Universal unveils CTA for pensions
GERMANY - German fund administrator Universal-Investment plans to introduce contractual trust arrangements, which let firms create an external fund to finance their pension liabilities.
A huge number of German companies finance their pension liabilities via book reserves. This method accounts for around 60% of the €342bn in total pensions assets. In most of these cases, liabilities remain on the balance sheet.
But international accounting standards have put companies using this system under pressure to create an external fund to finance their pension liabilities.
So creating a CTA has become attractive for them. Universal’s product, due to be launched in the second half of 2005, creates a CTA for a cluster of companies.
Thomas Keil, director of Universal’s pensions department, noted that unlike the CTAs offered by other asset managers in Germany, his firm would limit itself to back-office administration of the product.
Asset management and clearing services for the CTA would be handled by others, Keil said, adding that these would be chosen not by Universal but, for example, by a consultant.
“In this way, we demonstrate our complete neutrality, which we believe will resonate well with corporate clients,” Keil told IPE at a pensions conference in Berlin sponsored by Handelsblatt.
Asset managers in Germany currently offering CTAs include Metzler, Julius Baer and Crédit Suisse. These players handle part or all of the asset management for the product.

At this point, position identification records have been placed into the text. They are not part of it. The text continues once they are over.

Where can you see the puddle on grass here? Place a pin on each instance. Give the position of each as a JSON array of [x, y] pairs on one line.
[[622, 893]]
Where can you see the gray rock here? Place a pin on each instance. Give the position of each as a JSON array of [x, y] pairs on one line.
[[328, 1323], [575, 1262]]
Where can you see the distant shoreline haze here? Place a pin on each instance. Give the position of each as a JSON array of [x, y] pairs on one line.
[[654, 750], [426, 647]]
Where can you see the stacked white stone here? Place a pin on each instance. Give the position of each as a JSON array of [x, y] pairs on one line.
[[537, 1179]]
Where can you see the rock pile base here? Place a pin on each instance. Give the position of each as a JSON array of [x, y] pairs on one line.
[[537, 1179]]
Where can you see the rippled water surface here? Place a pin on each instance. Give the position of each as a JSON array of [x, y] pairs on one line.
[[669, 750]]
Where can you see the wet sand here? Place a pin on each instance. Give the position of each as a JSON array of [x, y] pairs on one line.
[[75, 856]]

Keil gave no predictions about demand for the new CTA, but said it would be targeted mainly to small and midsize outfits. He acknowledged that as Universal would restrict itself to administration of its CTA – a low margin business – the success of the product depended on generating a significant amount of pensions assets.
Keil also said that while CTAs were a promising business currently, it could come under threat if the government removes a major burden preventing Pensionsfonds, Germany’s newest pension fund vehicle, from luring assets away from the book reserves system.
Companies using it have so far shied away from transferring their assets to Pensionsfonds, as this would require the building of huge capital reserves. The government is considering remedying this when it transposes the EU pensions directive in September.
Universal is Germany’s leading administrator of institutional funds. It provides the service for 70% of the €46.7bn in assets entrusted to it.